UNDP China launches 2013 National Human Development Report on Sustainable Cities

China’s accelerating urbanization is approaching a critical stage, and how this is managed will have wide ramifications for the outcomes many of China’s present development challenges, according to United Nations Development Programme (UNDP) in China’s 2013 National Human Development Report (NHDR), launched today. UNDP Administrator Helen Clark joined UN Resident Coordinator/ UNDP Resident Representative Renata Dessallien along with Vice-Chairman Xie Zhenhua of the National Development and Reform Commission (NDRC), President Wang Weiguang of the Chinese Academy of Social Sciences and the report’s lead authors at an event in Beijing to release the report.
“China is experiencing urbanization at a speed and scale that is unprecedented in human history”, said Helen Clark, UNDP Administrator, at the report launch in Beijing.

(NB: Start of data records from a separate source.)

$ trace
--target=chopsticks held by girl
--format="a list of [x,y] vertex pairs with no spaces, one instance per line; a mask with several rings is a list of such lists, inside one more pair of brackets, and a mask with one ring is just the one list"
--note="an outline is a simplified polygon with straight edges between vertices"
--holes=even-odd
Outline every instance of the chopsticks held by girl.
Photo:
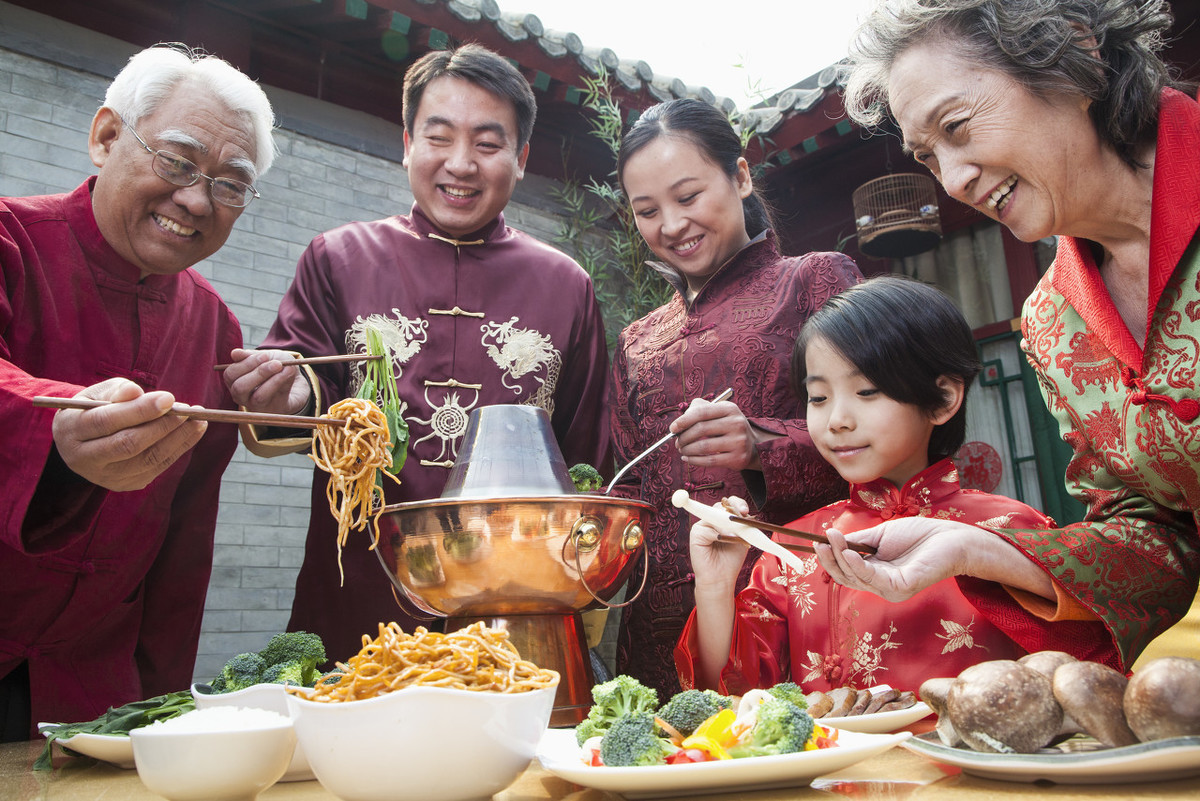
[[[791,525],[825,533],[835,546],[842,535],[898,518],[975,525],[939,539],[951,555],[938,559],[929,558],[930,543],[895,534],[869,542],[879,547],[874,556],[835,547],[835,557],[818,544],[806,574],[763,556],[735,594],[746,548],[718,541],[716,530],[697,523],[690,545],[696,611],[675,651],[685,687],[742,693],[791,680],[806,691],[880,683],[915,691],[933,676],[1039,650],[1048,625],[1079,626],[1081,642],[1098,641],[1087,628],[1095,623],[1048,624],[1032,615],[994,621],[986,604],[973,606],[960,590],[960,582],[970,582],[984,588],[984,598],[1003,596],[1005,585],[1053,596],[1040,569],[1009,558],[1004,549],[1011,546],[980,527],[1053,523],[1019,501],[963,489],[950,459],[965,437],[964,402],[979,369],[962,314],[916,281],[869,279],[809,319],[792,356],[793,388],[807,400],[818,451],[851,486],[848,500]],[[738,498],[731,503],[745,507]],[[848,559],[856,568],[845,566]],[[902,597],[890,584],[897,565],[938,575],[923,592],[893,602],[887,599]]]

The report states that in 2011, there were more people living in China’s cities than in its countryside for the first time, when only six decades earlier a mere 10 per cent lived in an urban setting. “By comparison, this same demographic transition took 150 years to occur in Europe and 210 years in Latin America,” said Clark.
Framed in the context of urbanization, the 2013 NHDR examines the interconnectivity between China’s economic, social and environmental challenges, and stresses that all three are pillars contributing to the government’s focus on human development.
According to the report, China’s urbanization comes at a critical time on all three fronts, with pressures accumulating in matters such as the efficient use of natural and energy resources, the development of urban governance systems, employment, transportation, housing and access to basic social services, security, the livelihoods of migrant workers, an ageing population, structural economic transformation, and air and water pollution. How urbanization is managed in China will determine the outcome of many of these challenges.
It is hoped that this report will contribute to the current and future policies that will guide China through this historic period of unprecedented urbanization towards the goal of sustainable and livable cities.